Everything fell smoothly and naturally into place, as both musicians decided initially to take on a side project. “The crowd response was good and it really was a no-brainer,” Hensley says. “We were on the same page and we could be honest with each other when deciding what would work or wouldn’t in a song. It’s been really fun for both us. OOur performances are relaxed and we really enjoy the adrenaline.”

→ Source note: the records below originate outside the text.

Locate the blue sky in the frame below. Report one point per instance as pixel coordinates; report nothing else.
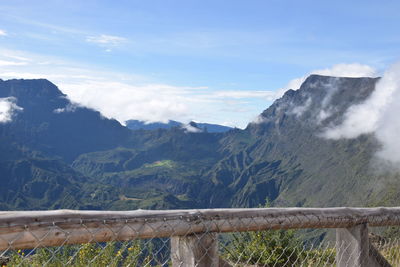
(215, 61)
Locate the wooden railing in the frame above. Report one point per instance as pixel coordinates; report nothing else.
(34, 229)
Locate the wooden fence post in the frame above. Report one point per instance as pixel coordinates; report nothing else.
(199, 250)
(353, 248)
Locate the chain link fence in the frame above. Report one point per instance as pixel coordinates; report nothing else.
(214, 237)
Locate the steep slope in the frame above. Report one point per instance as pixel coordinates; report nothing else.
(285, 158)
(55, 154)
(163, 169)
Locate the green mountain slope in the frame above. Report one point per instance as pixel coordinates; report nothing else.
(54, 154)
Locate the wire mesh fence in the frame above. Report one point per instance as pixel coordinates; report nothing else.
(220, 237)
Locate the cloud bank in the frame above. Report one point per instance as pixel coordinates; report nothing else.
(339, 70)
(8, 108)
(379, 114)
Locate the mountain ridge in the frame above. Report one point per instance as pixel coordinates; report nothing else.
(282, 158)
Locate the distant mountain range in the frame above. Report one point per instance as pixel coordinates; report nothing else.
(207, 127)
(54, 154)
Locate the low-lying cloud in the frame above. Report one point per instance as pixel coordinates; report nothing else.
(379, 114)
(8, 108)
(339, 70)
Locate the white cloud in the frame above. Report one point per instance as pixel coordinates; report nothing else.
(378, 115)
(364, 118)
(8, 108)
(239, 94)
(191, 129)
(339, 70)
(11, 63)
(105, 39)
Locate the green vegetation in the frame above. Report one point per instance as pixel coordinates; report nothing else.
(134, 253)
(79, 160)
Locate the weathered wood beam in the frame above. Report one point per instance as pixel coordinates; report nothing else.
(30, 229)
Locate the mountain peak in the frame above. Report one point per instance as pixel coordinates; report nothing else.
(30, 88)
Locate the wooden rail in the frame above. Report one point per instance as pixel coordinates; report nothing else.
(31, 229)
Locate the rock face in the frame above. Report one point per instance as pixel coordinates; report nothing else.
(57, 154)
(285, 158)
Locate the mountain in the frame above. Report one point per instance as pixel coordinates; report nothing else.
(56, 154)
(49, 122)
(284, 157)
(142, 125)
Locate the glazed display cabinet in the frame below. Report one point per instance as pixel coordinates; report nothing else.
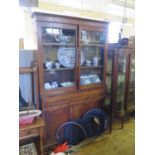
(120, 83)
(72, 56)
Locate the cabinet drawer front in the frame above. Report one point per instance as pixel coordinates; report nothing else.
(29, 133)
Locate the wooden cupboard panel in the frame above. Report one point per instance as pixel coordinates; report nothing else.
(77, 110)
(53, 119)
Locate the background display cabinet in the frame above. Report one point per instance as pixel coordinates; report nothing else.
(120, 83)
(71, 57)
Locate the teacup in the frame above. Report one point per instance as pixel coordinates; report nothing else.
(47, 85)
(48, 64)
(57, 64)
(95, 61)
(54, 85)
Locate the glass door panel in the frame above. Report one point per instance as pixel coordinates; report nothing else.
(131, 92)
(92, 56)
(59, 57)
(121, 75)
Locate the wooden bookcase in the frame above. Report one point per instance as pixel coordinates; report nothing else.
(120, 83)
(79, 46)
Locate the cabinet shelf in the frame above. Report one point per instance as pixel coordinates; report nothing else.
(91, 67)
(27, 70)
(109, 74)
(58, 69)
(93, 44)
(58, 44)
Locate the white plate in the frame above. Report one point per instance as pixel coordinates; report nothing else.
(67, 84)
(33, 113)
(66, 57)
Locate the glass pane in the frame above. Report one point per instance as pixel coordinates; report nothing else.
(92, 53)
(26, 93)
(59, 57)
(109, 65)
(93, 37)
(121, 81)
(131, 95)
(108, 83)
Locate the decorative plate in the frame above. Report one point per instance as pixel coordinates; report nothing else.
(66, 57)
(67, 84)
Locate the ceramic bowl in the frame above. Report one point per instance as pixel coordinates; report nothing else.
(27, 117)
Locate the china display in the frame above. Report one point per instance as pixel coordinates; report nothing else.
(120, 83)
(72, 67)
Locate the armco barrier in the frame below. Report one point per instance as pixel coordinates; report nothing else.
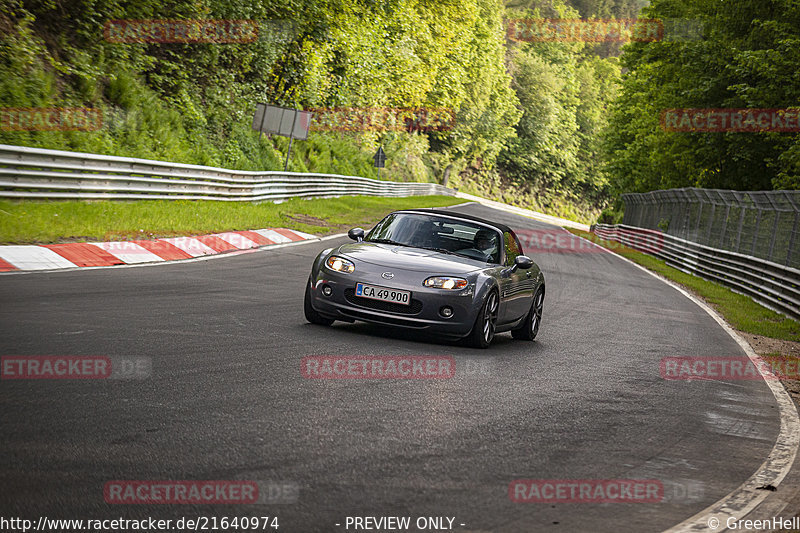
(55, 174)
(773, 285)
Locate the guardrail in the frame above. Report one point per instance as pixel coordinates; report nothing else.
(55, 174)
(772, 285)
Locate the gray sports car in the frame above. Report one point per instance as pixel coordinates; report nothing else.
(455, 275)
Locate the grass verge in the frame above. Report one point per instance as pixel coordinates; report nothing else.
(738, 310)
(42, 222)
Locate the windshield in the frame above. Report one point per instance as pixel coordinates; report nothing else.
(438, 233)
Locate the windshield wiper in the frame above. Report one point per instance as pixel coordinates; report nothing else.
(440, 250)
(388, 241)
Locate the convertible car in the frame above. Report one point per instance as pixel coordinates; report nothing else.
(454, 275)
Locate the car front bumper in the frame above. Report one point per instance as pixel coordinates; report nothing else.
(422, 314)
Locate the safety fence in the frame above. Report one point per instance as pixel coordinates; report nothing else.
(761, 224)
(55, 174)
(773, 285)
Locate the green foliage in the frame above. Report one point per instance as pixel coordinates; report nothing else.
(529, 116)
(747, 58)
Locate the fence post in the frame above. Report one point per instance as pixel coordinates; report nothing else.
(724, 226)
(755, 233)
(791, 238)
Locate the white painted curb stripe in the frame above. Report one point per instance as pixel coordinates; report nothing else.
(33, 258)
(745, 498)
(239, 241)
(128, 252)
(274, 236)
(190, 245)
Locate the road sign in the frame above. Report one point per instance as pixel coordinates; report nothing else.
(380, 158)
(283, 121)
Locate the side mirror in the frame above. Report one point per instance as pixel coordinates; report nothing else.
(523, 262)
(357, 234)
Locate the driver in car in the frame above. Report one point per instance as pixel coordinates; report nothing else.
(484, 245)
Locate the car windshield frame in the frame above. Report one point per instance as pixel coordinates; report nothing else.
(407, 229)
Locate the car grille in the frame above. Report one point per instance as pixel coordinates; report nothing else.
(413, 309)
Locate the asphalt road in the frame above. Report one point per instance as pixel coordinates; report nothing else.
(226, 400)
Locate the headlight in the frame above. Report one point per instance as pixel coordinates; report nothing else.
(340, 264)
(445, 282)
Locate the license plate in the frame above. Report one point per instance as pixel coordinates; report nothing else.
(383, 294)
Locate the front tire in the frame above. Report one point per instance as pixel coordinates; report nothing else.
(484, 329)
(311, 313)
(530, 326)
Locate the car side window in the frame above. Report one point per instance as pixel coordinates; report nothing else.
(512, 247)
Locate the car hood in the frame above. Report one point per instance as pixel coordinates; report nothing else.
(407, 258)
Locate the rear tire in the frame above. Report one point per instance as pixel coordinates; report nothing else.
(485, 325)
(530, 326)
(311, 313)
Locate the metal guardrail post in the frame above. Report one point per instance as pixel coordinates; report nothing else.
(791, 239)
(755, 232)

It is a master case study of synergy. Since the collaboration began in 2015, the duo has recorded two albums, played on other major recordings, and have toured Europe four times along with many U.S. festivals. And, crowds respond to the constant, visible musical kinetic vibe of their performances. “Trust is really important when any group plays on stage but knowing that we’re always on the same page, we can throw that energy to the audience nonstop,” Ickes adds. “This also means we can improvise so we never feel like we’re playing the exact same thing every time ” Earlier this month, Ickes and Hensley played at the arts and music festival in Pagosa Springs, Colorado. “Late Friday, we played a smaller stage and it felt super relaxed,” Ickes says. “And, then on Saturday, we played on the main stage and did our rock ‘n’ roll show and there were five standing ovation.”
Also on various stages:
The Park Stage opens at noon with The Sardines, followed by Herban Empire (1:15 p.m.), Sister Wives (2:30 p.m.), Blues on First (3:45 p.m.), The Jackson Jills (5 p.m.) Kate MacLeod-Utah Music Review (6:15 p.m.) and Mokie (7:30 p.m.), one of Utah’s best known tribute bands which performs the songs of The Grateful Dead.
Mary Kaye (noon) opens The Garden Stage lineup, followed by The Slickrock Stranger (1:15 p.m.), Earthestra (2:30 p.m.), QuicksandSoup (4 p.m.), Susan Bush (5:15 p.m.), Peter Breinholt (6:30 p.m.), The Grey Hounds (8 p.m.) and Tycoon Machete (9:30 p.m.).
The Pizzicato Strings will perform at 2 p.m. and 4 p.m. in the Kids’ Art Yard.